The shamrock is forbid by law to grow on Irish ground;
Saint Patrick’s day no more we’ll keep, his color can’t be seen,
For there’s a bloody law agin’ the Wearin’ o’ the Green.
I met with Napper Tandy and he tuk me by the hand,
And he said, “How’s poor auld Ireland, and how does she stand?”
She’s that most distressful country that ever you have seen,
They’re hanging men and women there for wearing of the green.
Then since the color we must wear is England’s cruel red,
Sure, Ireland’s sons will ne’er forget the blood that they have shed;
You may take the shamrock from your hat, and cast it on the sod,
But ’twill take root and flourish still, tho’ under foot ’tis trod;
When the law can stop the blades of grass from growing as they grow,
And when the leaves in summer time their verdure dare not show,
Then I will change the color I wear in my caubeen,
But till that day, please God, I’ll stick to wearing of the green.
But if at last our color should be torn from Ireland’s heart
Her sons in shame and sorrow from the dear old soil will part,
I’ve heard whisper of a country that lies far beyant the say,
Where rich and poor stand equal in the light of freedom’s day;
Oh, Erin, must we lave you, driven by a tyrant’s hand,
Must we seek a mother’s welcome from a strange but happy land!
Where the cruel cross of England’s thralldom never shall be seen,
And where, in peace, we’ll live and die, a-wearing of the green.
We have a Minnesota text this month for the long-popular Irish patriotic song “The Wearing of the Green.” Dublin-born stage singer and theatrical innovator Dion Boucicault composed this song in 1865, borrowing the “wearing of the green” refrain, the last half of the first verse and possibly the melody from an existing song dating to the 1798 rebellion. The earlier song, as printed by H. Halliday Sparling in Irish Minstrelsy (c. 1887), has the protagonist fleeing to France where Napoleon himself asks “How is old Ireland and how does she stand?” Boucicault moved the land of refuge to America: the land “far beyant the say, where rich and poor stand equal in the light of freedom’s day.”

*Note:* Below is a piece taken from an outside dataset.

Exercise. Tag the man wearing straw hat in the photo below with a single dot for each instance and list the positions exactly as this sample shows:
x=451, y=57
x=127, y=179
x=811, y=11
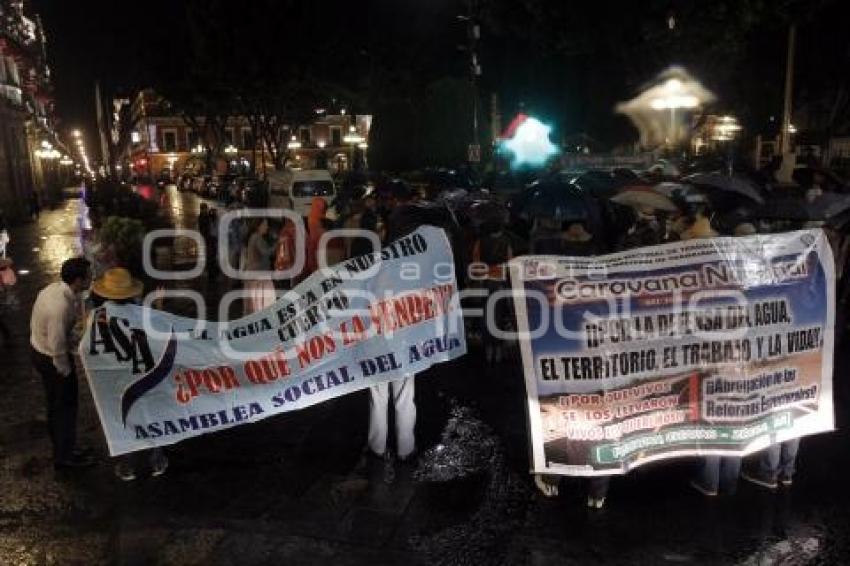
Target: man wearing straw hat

Though lovers of traditional songs sometimes lose interest when a song is revealed to have originated on the commercial stage, there is much to be learned and appreciated from the context of these songs. The late, great scholar of Irish-American song Mick Moloney says Boucicault, an international superstar in his day, “single-handedly upgraded the popular image of the Irish male in this country during the 1860s.” At a time when stereotypical, buffooning Irish characters dominated American popular theater, Boucicault was on a crusade against this brand of what Dr. Eoin McKiernan would dub “shamroguery” a century later. Stephen Watt quotes Boucicault as saying:
The fire and energy that consists of dancing around the stage in an expletive manner, and indulging in ridiculous capers and extravagances of language and gesture, form the materials for a clowning character, known as the ‘Stage Irishman,’ which it has been my vocation to abolish.
Watt Stephen. 1991. Joyce, O’Casey and the Irish Popular Theater. 1st ed. Syracuse N.Y: Syracuse University Press.
Minnesota singer Michael Dean sang a few songs that reveled in stereotypes denigrating Irish immigrants alongside many other songs that preserved the dignity of his fellow Irish-Americans. His repertoire is a fascinating blend of older traditional songs and stage hits from his lifetime. He left only the above text for his version of this one so I have adapted it to a version of the usual melody as printed by Alfred Perceval Graves in The Irish Songbook.